Bersamaan dengan rilis data ISM, Organisasi Negara-Negara Pengekspor Minyak dan sekutunya (OPEC+) dijadwalkan mengadakan pertemuan untuk membahas kebijakan produksi minyak. Saat ini, OPEC+ telah membatasi produksi minyak sebesar 5,86 juta barel per hari sejak 2022 untuk menjaga stabilitas pasar minyak global.

Rilis Data PDB Indonesia Kuartal IV-2024

Di sisi lain, pekan ini, Indonesia juga dijadwalkan merilis data Produk Domestik Bruto (PDB) untuk kuartal IV-2024. Menteri Keuangan, Sri Mulyani Indrawati, memproyeksikan pertumbuhan ekonomi pada kuartal tersebut mencapai 5,01 persen secara tahunan (year-on-year).

Baca juga: Sri Mulyani Proyeksi Ekonomi RI Stagnan 5 Persen pada 2024

Sedangkan Bank Indonesia (BI) memperkirakan pertumbuhan ekonomi RI pada 2024 berada di kisaran 4,7-5,5 persen, dengan nilai tengah di 5,1 persen. Sementara itu, konsensus pasar lebih konservatif dengan proyeksi sebesar 4,96 persen.

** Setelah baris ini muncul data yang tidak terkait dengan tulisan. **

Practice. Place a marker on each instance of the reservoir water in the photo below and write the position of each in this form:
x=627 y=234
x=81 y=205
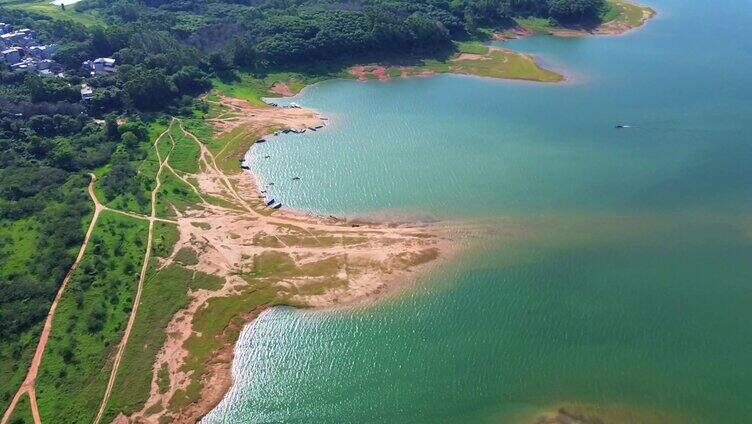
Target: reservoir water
x=616 y=272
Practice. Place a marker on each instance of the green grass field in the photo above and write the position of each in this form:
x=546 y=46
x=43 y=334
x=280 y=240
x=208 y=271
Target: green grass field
x=89 y=321
x=22 y=413
x=165 y=292
x=184 y=156
x=174 y=193
x=44 y=7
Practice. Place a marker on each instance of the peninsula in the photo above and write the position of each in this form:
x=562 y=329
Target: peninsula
x=134 y=246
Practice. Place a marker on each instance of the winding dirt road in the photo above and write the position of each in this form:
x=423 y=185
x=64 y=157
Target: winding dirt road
x=144 y=266
x=28 y=385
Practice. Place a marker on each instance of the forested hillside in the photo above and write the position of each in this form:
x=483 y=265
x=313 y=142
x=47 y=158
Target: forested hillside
x=167 y=53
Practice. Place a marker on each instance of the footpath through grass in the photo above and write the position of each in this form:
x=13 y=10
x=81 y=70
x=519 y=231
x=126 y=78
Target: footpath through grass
x=89 y=321
x=22 y=413
x=88 y=18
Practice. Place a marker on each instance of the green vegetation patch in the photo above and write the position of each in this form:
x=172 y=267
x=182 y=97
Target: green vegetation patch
x=216 y=326
x=165 y=236
x=184 y=157
x=186 y=256
x=88 y=18
x=174 y=193
x=22 y=413
x=472 y=47
x=508 y=65
x=165 y=293
x=89 y=321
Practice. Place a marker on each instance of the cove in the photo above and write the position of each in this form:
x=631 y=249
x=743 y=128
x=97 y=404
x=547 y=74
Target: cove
x=616 y=271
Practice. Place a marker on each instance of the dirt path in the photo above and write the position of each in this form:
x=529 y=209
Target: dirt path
x=28 y=385
x=144 y=267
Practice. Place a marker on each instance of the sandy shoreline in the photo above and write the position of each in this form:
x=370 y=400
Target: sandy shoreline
x=328 y=262
x=316 y=262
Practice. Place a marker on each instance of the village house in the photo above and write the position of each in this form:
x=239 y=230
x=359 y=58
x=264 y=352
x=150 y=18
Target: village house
x=12 y=55
x=87 y=93
x=102 y=65
x=43 y=52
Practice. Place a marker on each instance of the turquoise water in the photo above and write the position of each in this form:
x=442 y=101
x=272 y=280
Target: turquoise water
x=617 y=266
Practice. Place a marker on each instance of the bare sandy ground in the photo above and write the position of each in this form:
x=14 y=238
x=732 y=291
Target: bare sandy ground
x=336 y=262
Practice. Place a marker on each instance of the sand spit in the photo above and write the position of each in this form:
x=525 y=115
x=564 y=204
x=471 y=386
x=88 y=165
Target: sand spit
x=305 y=260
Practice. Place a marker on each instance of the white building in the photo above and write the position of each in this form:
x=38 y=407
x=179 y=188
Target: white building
x=102 y=65
x=12 y=55
x=87 y=93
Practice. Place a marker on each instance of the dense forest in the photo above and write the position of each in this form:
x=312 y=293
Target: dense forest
x=167 y=52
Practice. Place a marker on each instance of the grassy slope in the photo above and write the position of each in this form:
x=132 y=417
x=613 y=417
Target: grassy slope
x=44 y=7
x=620 y=11
x=184 y=157
x=74 y=373
x=504 y=64
x=22 y=413
x=18 y=257
x=147 y=170
x=165 y=292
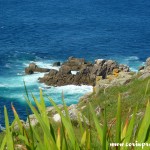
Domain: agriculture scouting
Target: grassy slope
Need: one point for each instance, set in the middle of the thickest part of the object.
(135, 93)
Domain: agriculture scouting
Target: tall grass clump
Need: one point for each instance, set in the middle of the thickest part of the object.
(49, 135)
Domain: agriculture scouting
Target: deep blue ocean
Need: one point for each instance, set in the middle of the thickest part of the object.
(45, 31)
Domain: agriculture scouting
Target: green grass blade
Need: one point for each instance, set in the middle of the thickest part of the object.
(98, 128)
(118, 123)
(3, 143)
(145, 125)
(10, 144)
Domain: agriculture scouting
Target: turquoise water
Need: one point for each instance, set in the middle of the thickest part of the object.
(48, 31)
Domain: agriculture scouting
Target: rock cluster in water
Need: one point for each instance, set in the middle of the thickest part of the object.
(145, 70)
(86, 72)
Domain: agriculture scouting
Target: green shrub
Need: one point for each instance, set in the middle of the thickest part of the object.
(65, 136)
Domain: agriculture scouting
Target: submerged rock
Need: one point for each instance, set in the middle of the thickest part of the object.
(34, 68)
(145, 70)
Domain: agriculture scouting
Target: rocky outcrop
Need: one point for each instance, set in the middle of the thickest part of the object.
(145, 70)
(56, 64)
(122, 78)
(87, 72)
(34, 68)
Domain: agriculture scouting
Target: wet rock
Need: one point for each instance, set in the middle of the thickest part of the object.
(34, 68)
(56, 64)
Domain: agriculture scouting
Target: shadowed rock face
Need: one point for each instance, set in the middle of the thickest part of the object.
(86, 72)
(34, 68)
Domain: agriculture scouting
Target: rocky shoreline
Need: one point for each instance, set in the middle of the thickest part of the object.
(101, 74)
(86, 72)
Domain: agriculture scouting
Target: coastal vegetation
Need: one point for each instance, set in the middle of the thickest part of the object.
(123, 119)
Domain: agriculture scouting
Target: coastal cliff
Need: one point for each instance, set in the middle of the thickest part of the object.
(114, 77)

Cadangan Devisa Indonesia Stabil

Bank Indonesia juga dijadwalkan merilis data cadangan devisa Indonesia untuk Januari 2025 pada 7 Februari 2025. Data terakhir menunjukkan bahwa cadangan devisa Indonesia cukup untuk menutupi kebutuhan 6,7 bulan impor atau 6,5 bulan impor dan pembayaran utang luar negeri, jauh di atas standar kecukupan internasional sekitar 3 bulan.

Data Tenaga Kerja AS dan Pengaruhnya ke Pasar

Di sisi lain, data Non-Farm Payrolls (NFP) dan tingkat pengangguran Amerika Serikat (AS) untuk Januari 2025 akan dirilis pada 7 Februari 2025. NFP diproyeksikan melandai ke 170 ribu dari 256 ribu pada Desember 2024, sementara tingkat pengangguran AS diperkirakan tetap di level 4,1 persen.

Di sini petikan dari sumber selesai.